MRI examination was done in indicated cases. Hess charting, anterior and posterior segment, diagnosis and management of amblyopia was done in required cases. Surgical intervention was the mainstay of treatment and was customised according to the case. All patients were subjected to pre anaesthetic checkup and children less than 15 years were operated under general anaesthesia. Informed consent was taken.
Discussion
In the past studies it was found that Duane retraction syndrome is the most common type of CCDD with female preponderance and higher incidence of unilateral cases with left eye dominantly affected. Type-1 is most common (abduction limitation) with 50% of cases having AHP (Face turn) and amblyopia on presentation.27
The cases had Clinical presentation as upshoots, globe retraction, motility restriction (abduction> adduction) and strabismus (both horizontal and vertical) with small angle of deviation in primary position. Surgery was mainstay of treatment and Y split proved to be effective in treating upshoots where 2 had residual upshoots (20%).

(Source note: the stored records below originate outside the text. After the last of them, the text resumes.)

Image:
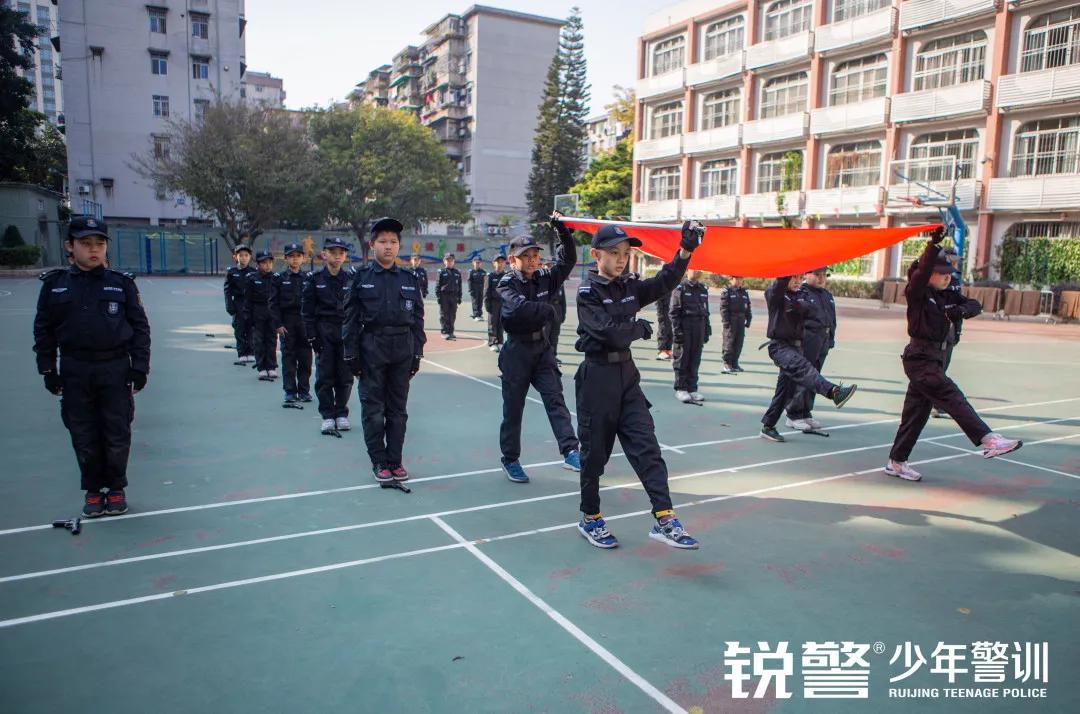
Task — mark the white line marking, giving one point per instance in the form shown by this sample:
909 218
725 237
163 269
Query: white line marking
562 621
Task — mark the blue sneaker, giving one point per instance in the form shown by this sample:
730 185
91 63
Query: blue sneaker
515 472
595 531
671 533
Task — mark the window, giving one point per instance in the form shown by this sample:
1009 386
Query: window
666 120
200 26
962 144
667 55
724 38
1048 146
664 183
718 177
784 95
1052 40
950 61
719 109
786 17
859 80
770 172
849 9
158 19
851 165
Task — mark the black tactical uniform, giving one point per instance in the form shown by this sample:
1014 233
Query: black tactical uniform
285 296
690 329
929 315
476 277
322 308
736 317
383 342
448 294
819 337
95 320
258 285
234 284
527 356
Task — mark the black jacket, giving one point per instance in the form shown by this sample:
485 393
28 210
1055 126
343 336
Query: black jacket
607 309
90 311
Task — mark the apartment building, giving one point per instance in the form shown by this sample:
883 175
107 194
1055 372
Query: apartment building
837 91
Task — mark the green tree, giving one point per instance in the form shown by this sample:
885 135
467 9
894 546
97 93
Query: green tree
380 162
250 167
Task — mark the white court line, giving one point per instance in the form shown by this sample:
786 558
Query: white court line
468 509
562 621
345 489
338 566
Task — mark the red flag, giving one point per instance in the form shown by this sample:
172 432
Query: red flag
761 252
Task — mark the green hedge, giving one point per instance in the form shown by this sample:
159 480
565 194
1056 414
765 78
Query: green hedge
18 257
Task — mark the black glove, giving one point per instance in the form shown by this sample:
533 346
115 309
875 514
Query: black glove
136 379
53 382
692 232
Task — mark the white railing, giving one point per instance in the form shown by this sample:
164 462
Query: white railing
967 98
666 83
669 146
713 139
920 13
775 129
855 30
716 207
1045 86
712 70
773 52
1035 193
849 117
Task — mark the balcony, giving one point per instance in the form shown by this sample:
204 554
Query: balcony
716 207
1054 192
1044 86
713 139
669 146
774 52
713 70
944 102
775 129
655 211
858 30
860 201
661 84
764 205
850 117
920 13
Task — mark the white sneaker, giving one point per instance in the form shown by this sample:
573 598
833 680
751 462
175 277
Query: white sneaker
995 444
902 470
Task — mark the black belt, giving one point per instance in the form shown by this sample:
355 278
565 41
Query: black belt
94 355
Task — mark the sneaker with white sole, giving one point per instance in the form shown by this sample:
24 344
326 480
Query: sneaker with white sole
595 531
995 444
902 470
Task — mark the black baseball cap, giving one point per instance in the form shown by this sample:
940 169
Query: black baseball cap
521 244
610 236
85 226
391 225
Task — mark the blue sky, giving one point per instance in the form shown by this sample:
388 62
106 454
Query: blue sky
323 48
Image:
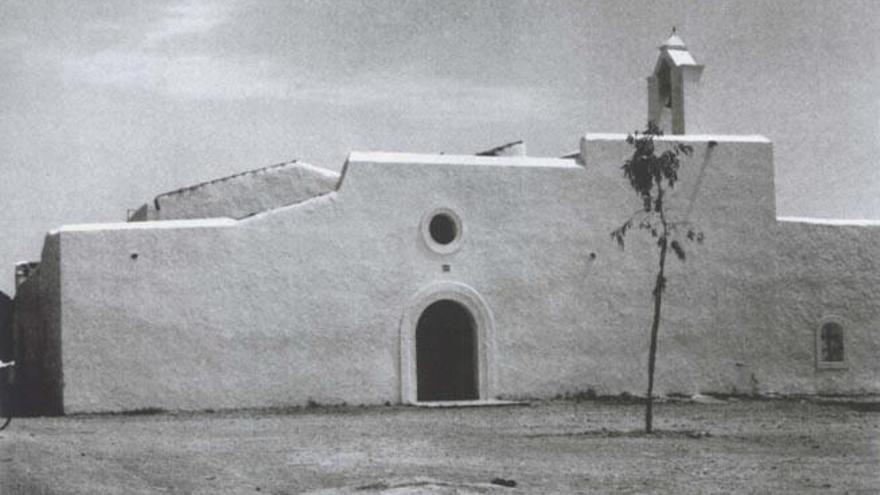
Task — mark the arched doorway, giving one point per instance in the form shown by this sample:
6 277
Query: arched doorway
446 353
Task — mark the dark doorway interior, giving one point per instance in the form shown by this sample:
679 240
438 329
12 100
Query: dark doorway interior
446 357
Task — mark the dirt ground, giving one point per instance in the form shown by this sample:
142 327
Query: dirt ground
741 446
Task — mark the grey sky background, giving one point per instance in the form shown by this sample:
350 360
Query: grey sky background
103 105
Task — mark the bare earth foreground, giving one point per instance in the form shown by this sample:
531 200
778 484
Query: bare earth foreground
562 447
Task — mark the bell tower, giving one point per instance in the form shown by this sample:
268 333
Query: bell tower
674 89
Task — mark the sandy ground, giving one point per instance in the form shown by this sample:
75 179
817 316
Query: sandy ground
550 447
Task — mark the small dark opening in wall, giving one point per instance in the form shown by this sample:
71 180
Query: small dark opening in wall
443 229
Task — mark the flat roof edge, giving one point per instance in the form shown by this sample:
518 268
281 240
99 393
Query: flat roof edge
155 224
855 222
687 138
438 159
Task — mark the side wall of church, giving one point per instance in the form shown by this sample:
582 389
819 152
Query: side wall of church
37 376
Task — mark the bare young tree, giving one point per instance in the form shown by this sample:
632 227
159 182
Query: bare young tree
651 174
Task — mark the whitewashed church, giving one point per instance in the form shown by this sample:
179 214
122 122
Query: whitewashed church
412 278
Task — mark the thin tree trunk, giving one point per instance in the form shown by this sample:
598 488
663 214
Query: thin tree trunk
659 286
652 353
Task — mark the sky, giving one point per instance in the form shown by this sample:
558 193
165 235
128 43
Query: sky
105 104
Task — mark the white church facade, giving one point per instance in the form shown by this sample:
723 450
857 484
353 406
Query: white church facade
412 278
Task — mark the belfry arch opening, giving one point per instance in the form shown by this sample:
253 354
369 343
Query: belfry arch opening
446 353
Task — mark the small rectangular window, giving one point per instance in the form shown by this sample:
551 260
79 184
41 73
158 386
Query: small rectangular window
830 346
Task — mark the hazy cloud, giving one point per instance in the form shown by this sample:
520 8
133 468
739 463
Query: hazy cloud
192 17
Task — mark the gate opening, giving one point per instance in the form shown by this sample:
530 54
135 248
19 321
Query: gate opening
446 353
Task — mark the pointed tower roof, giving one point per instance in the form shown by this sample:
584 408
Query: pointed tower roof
675 51
674 42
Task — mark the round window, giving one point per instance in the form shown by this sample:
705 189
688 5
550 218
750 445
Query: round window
442 230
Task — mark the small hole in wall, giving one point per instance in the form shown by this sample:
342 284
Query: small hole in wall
443 229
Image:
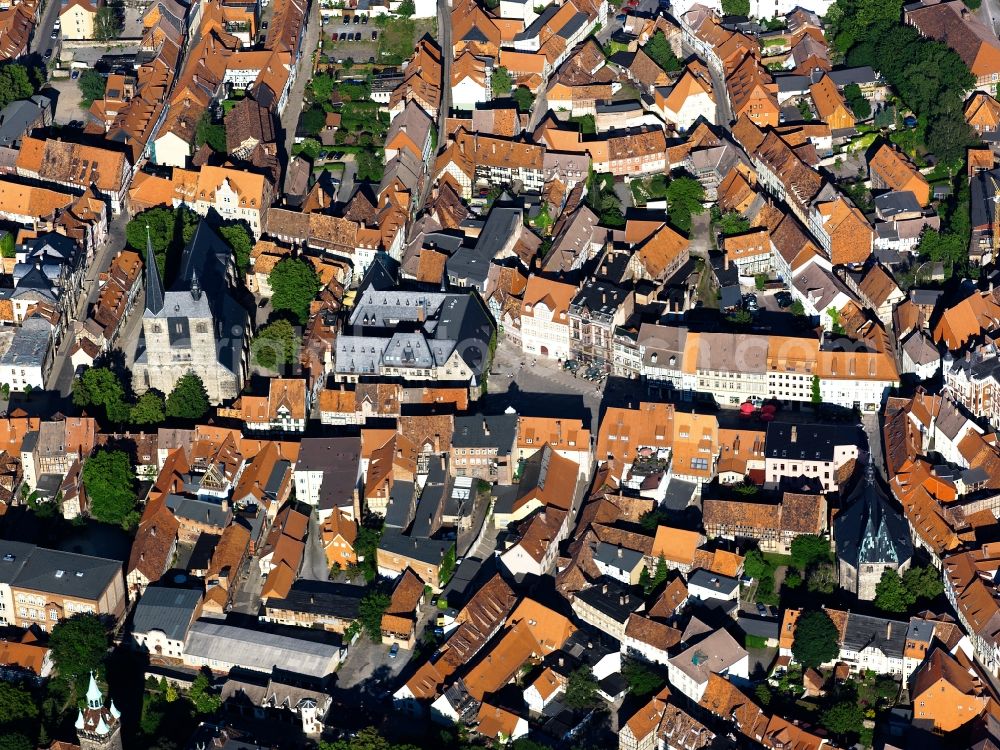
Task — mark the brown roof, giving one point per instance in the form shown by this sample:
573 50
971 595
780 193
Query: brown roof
654 633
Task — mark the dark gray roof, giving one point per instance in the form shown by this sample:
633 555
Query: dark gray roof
154 284
13 556
713 581
66 573
339 459
485 431
166 609
399 511
869 531
470 265
890 204
615 556
812 442
208 512
430 551
863 74
758 627
611 598
863 631
328 598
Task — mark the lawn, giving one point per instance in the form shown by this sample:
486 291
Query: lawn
398 38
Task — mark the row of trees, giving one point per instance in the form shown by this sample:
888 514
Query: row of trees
102 389
929 77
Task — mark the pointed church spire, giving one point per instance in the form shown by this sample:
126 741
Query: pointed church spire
94 697
154 284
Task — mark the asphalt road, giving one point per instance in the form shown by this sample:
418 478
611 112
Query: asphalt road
444 39
60 376
290 117
42 38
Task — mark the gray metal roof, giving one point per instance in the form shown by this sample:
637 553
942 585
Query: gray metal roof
65 573
166 609
617 557
713 581
260 650
204 511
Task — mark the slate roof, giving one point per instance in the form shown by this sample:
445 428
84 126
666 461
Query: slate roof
166 609
869 531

The results unique to our study were that, normally the incidence was 4-5% per 60% of cases with variable incidence of adduction limitation (more in combination). Equal frequency of eso and exo DRS was found with Severe Globe retraction more commonly seen. Both horizontal recti recession was needed to treat co-contraction, effectively in 50% of cases.28
We achieved 70% success in correcting face turn, 71.4% success in achieving optimal correction of strabismus but significant improvement wasn't seen in ocular movements.
Patients with CFEOM have variable angle strabismus mainly Exotropia with hypertropia with presence of bilateral ptosis. Muscle hypoplasia with displaced scleral insertions were seen and two staged surgical correction of remnant muscles resulted in good ocular alignment. Congenital defect in innervation of muscles, secondary anatomical changes-tightness of muscles, the frequent presence of AHP, association with complex strabismu and predominantly vertical ocular motility defects helped as a tool for diagnosing variants of CCDD’s.
Variable limitation of adduction with horizontal gaze involvement, presence of lid lag and case based tailored approach helped a long way in treating patients with CCDD. Cosmetic alignment with correction of face turn helped a long way in restoring self confidence of patients with knapp’s procedure proving to be effective in treating strabismus, AHP and ocular elevation.29,30
Conclusion
Classification and unification of congenital disorders of ocular motility continues to evolve and unlock the complexity of mechanism of etiopathogenesis of CCDD. Advance high resolution imaging techniques has opened the door for better planning and management of these cases. Active recruitment and screening of such cases leads to betterment of understanding of pathophysiology and clinical picture of congenital ocular motility disorder but further research in understanding the genetic basis of CCDD’s and applying the knowledge to clinical presentation may yield better results.